Şaşırmakla kalmıyor, ifade boyunca avukatların sözünü hep dinliyor.
Savcılar ise, son derece saygılı.
Emniyet’te bulunduğu süre içinde polislerin gösterdiği nezaket gibi.
Meydanlarda insanlara biber gazı ve basınçlı su sıkan, cop sallayan polisler gitmiş, yerlerine uzaydan polisler gelmiş gibi!..
Aynı saygı Çağlayan’da duruşma sırasında da devam ediyor.
Yargıçlar duruşma salonunda İmamoğlu’nun eşi Dilek İmamoğlu, çocukları ve CHP lideri Özgür Özel ile kucaklaşmasına, sohbet etmesine göz yumuyor.
Oysa, böyle bir adet yok.”
Kazan dibin kara, seninki benden kara-İsrafil Bayrakçı (Milli Gazete)
“Gelinen bu noktada tarafların vebali çok büyük. Lakin kimse ayranım ekşi demiyor. Kazan dibin kara, seninki benden kara diyerek toplumun kutuplaşması ve ayrışmasındaki kaynayan kazanın altına odun atmaktalar.
İktidar tarafı her zaman bekadan söz eder ama bu bekanın menfaat ve koltuk bekası olduğu da her haliyle ortadadır. Evet bu ülkede kimse layüsel değildir. Tabii ki herkes hesap verecek. Kanunlar önünde ispat edilen suçların da cezasını çekecektir. Burada hemen herkes hemfikirdir. İtiraz eden de olamaz. Yalnız olayların akışına bakıldığında diploma iptalinin, gözaltıların akabinde tutuklama tarihlerinin de tesadüfi olmadığını da aşikâra gösteriyor. Hele de Cumhuriyet Halk Partisi’nin ön seçimle aday belirleme gününe denk gelmesi de manidardır.”
‘Gözaltı’ sosyolojisi-Şükrü Aslan (BirGün)
“1980 askeri darbesini takip eden günlerde, çoğu evlerde TV olmadığı için genellikle radyo dinlenir, gündelik siyasi gelişmeler oralardan takip edilirdi. Televizyon ve/veya radyo başında toplanıp her gün haber ajanslarını dinlemek bir ortak davranış gibiydi. Hatta TV bulunan evler, ‘ajans saatleri’nde konu komşunun toplanma mekânlarına dönüşürdü. Herkes büyük merakla haberleri dinler ve bu seremoni genellikle sessizlik ve hüzünle biterdi. Çünkü çoğu kişi için bir tanıdık, bir yakın ya da hiç tanımasa bile üzüntü duyacağı birilerinin gözaltına alındığına dair haberler izlenir/dinlenirdi.
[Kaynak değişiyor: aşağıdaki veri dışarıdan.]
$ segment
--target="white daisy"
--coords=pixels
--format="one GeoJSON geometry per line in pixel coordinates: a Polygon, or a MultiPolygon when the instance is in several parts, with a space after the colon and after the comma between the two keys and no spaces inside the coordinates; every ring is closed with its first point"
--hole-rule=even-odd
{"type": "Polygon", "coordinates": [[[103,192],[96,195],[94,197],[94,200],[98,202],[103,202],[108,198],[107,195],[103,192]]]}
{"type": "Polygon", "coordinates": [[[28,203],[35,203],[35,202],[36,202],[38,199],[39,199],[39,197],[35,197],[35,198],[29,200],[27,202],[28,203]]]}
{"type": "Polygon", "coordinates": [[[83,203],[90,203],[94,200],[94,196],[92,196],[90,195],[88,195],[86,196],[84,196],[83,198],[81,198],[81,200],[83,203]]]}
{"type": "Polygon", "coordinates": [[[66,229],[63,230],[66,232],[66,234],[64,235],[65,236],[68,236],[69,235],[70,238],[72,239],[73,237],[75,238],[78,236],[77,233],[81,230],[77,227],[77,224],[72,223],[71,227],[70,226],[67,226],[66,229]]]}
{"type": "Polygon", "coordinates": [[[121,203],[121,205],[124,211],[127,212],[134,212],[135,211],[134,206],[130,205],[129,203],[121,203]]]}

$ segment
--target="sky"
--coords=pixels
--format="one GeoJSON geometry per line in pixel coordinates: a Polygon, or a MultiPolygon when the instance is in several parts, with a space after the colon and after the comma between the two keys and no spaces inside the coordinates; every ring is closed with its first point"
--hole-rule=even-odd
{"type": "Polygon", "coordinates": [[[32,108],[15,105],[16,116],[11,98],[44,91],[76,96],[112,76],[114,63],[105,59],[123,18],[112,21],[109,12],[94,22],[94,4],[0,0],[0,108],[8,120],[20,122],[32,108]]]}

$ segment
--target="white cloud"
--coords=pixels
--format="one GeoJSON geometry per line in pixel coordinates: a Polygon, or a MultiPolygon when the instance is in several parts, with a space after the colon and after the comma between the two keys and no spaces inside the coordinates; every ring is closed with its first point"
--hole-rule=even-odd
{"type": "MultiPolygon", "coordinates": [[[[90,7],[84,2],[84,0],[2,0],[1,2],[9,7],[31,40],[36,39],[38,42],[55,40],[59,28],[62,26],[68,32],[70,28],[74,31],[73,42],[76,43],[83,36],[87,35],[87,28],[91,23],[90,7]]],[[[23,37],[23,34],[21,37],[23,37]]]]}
Bütün bu haberlerin öncesi ve sonrasında ‘milli birlik ve bütünlük’ söylemi ise eksik olmazdı. Sanki her gün bir ‘milli savaş’a gidiliyormuş gibi ‘yüce milletin’ kahramanlıkları anlatılırdı. Zaten TV ve radyolardaki günlük programlar mutlaka İstiklal Marşı ile biterdi. Tuhaf ama askeri rejimi yöneten darbeci generallerin konuşmalarında ‘demokrasinin daha güçlü biçimde inşa edileceği’ vurgusu da muhakkak yer alırdı.”
Hiçbir şey yok sanki sadece küfür edilmiş gibi anlatıyorlar-Can Ataklı (Nefes)
“Halk günlerdir ayakta.
CHP’lilerin bile tahmin edemediği, iktidarın aklına bile getirmediği bir büyük olay yaşanıyor.
Her gece ülkenin birçok yerinde milyonlar son derece barışçıl, akıllı, sağduyulu protesto eylemleri yapıyor.
Bu gösterilerde en küçük bir saldırı, taşkınlık yok.
Sadece protestoların sonuna doğru polisin güya “izinsiz gösteriye kalkışan” bazı gruplara su ve gaz sıkması var.
Bunların da neredeyse tamamı aklı başında kalabalıklar ve bazı yerlere anında koşan CHP milletvekillerinin sağduyulu yaklaşımları sayesinde önleniyor.
Ancak yandaş medya ne Saraçhane’ye toplanan bir milyonu aşkın kişiyi ne de ülkenin çeşitli yerlerinde protesto eylemi yapan on binleri haber yapmıyor.
Hepsi gösteriler sonunda polisin saldırısıyla yaşanan olayların görüntülerini veriyor ve CHP’yi, alanlardaki milyonları “vandallıkla, provokatörlükle, terörist olmakla” suçluyor.
İnsaf yani.
Bunun üstüne bir de “küfür edebiyatı” geldi.”